Несколько секунд жду и опять касаюсь: одна царапина очень глубокая, кровь хоть и запеклась, но все равно мокровата.
— Сказал, убери! — голос грубоватый, даже злой.
— Надо обработать, — шепчу, хотя оправдание звучит жалко.
— Не надо…
— Дай хоть посмотрю.
— Ты тупая? Сказал же: «Отвали! Христом богом молю!»
— Ого, — обиженно отворачиваюсь, — как высоко ходатайствуешь. Да мне плевать, на самом деле! Пусть те врачуют, кого трахал…
Через несколько минут слышу мирный сап.
Не могу так!
Медленно встаю и иду на кухню. Там в холодильнике есть мазь. Очень хорошая. Способствует быстрому заживлению ран, царапин и синяков.
Уже было прохожу зал, как замечаю стройный силуэт, притаившийся у окна.
— Тетя Амалия, это вы? — шепчу в темноту зала. Женщина оборачивается, блики улицы ложатся печалью на ее лицо, обостряя трагичность момента.
— Прости, — натянуто улыбается соседка. — Я услышала, как машина подъехала. Думала, Игнат. Вышла, а его нет…
Боже! Какой ужас, это ведь было… сколько часов назад?
— Это и был Игнат, — спешу заверить. — Он в комнате.
Женщина тотчас отрывается от окна и делает пару шагов ко мне:
— Ой, Ирочка, как он?
Блина, ну вот что сказать? Правду? Что ваш сын, кобель блудливый, бухал, трахался, ну и дрался, пока вы тут себе места не находите?
Была бы матерью, жить перехотелось!
— Да все нормально, — отмахиваюсь ровно. — Спит, как убитый, устал, — улыбаюсь открыто и убедительно.
— Ой, прямо камень с души, спасибо, — радуется Амалия. А я хочу сквозь землю провалиться. Вот с утра счастья-то будет…
— Я пойду, — качаю головой наверх. Зеваю для вида: — Тоже спать охота, а то подготовка к экзамену… у-у-у…
— Конечно-конечно, — часто-часто кивает соседка.
Быстро поднимаюсь, проклиная ситуацию и тем более Игната.
Сажусь на постели, на ладонь выжимаю мазь и деликатно касаюсь спины парня. Провожу вверх-вниз…
— Лер, я спать хочу…
— Блин, да спи, — рычу, сильнее втирая мазь. Интересно, сколько у него баб?

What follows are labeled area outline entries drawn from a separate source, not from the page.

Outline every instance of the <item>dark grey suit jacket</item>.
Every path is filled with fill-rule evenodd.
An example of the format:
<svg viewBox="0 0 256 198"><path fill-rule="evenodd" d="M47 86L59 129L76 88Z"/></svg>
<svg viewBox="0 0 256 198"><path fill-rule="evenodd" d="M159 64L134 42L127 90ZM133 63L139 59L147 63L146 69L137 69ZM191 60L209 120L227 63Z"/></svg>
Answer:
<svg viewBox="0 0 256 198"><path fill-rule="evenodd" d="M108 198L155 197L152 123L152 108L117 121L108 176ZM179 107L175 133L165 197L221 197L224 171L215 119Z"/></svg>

— М-м-м, — мычит недовольно Игнат. — Лер, я без сил… Не смогу… но от минета… не откажусь… — Ох, м-м-м, — шипит обиженно. — Ты чего? — рукой машет, мол, отвали.
И правда, а чего это я? Ну, подумаешь, ударила в самое поврежденное место на спине. Нечего приличным девушкам предлагать такие непристойности!
Мазь закрываю, руку обмываю и опять ложусь. Очень длинная ночь. Пора спать.
Насупленно отворачиваюсь от Игната, натягиваю одеяло до подбородка и проваливаюсь в неспокойный сон.